Publicado em 05 de Outubro de 2015 às 22:52

Publicado em 

05 out 2015 às 22:52
Nesta quarta-feira (05) os capixabas vão saber qual a conclusão do relatório da Comissão Parlamentar de Inquérito (CPI) do Pó Preto da Assembleia Legislativa, que investiga a emissão de pó preto na Grande Vitória. Foram quase oito meses de trabalho. Neste período, 51 pessoas, incluindo presidentes de grandes empresas, médicos e especialistas prestaram depoimentos.
A entrega do relatório da CPI foi adiada por duas vezes. A última vez que isso ocorreu foi no dia 14 de setembro, quando o relator da comissão, deputado Dary Pagung (PRP), pediu mais tempo para fazer os ajustes finais no documento. A CPI foi adiada por mais 90 dias, mas segundo o presidente da comissão, deputado Rafael Favatto (PEN), a pendência já foi sanada e o relatório será apresentado nesta quarta.
CPI do pó preto registrou mais de 50 testemunhos
“Estava faltando alguns pontos, ajustes. Nada que prejudicou o trabalho, pelo contrário, acrescentou. Tinha um ponto divergente que estávamos em discussão ainda, mas foi sanado. Na quarta o relatório será aprovado por unanimidade por seus membros”, disse o parlamentar.
Para Favatto, mesmo em andamento, a CPI já rendeu bons frutos. Ele destacou que os presidentes da Vale, Samarco e Arcelor, que prestaram depoimento na comissão, se comprometeram a investir em ações até 2020 que melhorem a emissão de poluentes na Grande Vitória.

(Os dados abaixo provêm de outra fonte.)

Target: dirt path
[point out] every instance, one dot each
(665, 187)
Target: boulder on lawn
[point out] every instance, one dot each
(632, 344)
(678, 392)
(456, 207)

A Vale informou que vai investir R$ 65 milhões em novas tecnologias; a Samarco prometeu investir R$ 130 milhões e a Arcelor R$ 100 milhões. As três empresas juntas vão investir nos próximos cinco anos cerca de R$ 300 milhões, o que, segundo Favatto, deve reduzir drasticamente a emissão de poluentes no ar da região metropolitana.
“Esperamos que com esses investimentos diminua bastante a poeira fina, que causa doenças respiratórias na população da Grande Vitória. Com essas medidas, a poeira grossa também deve diminuir, que é aquela que a dona de casa enxerga, que nós observamos. É aquela poeira que não faz mal, mas suja”, afirmou.
Após a apresentação, o relatório precisa ser aprovado pelos membros da comissão, que são, além de Favatto e Pagung, os deputados Erick Musso (PP), Euclério Sampaio (PDT) e Gilsinho Lopes (PR). O documento será enviado para autoridades estaduais e federais.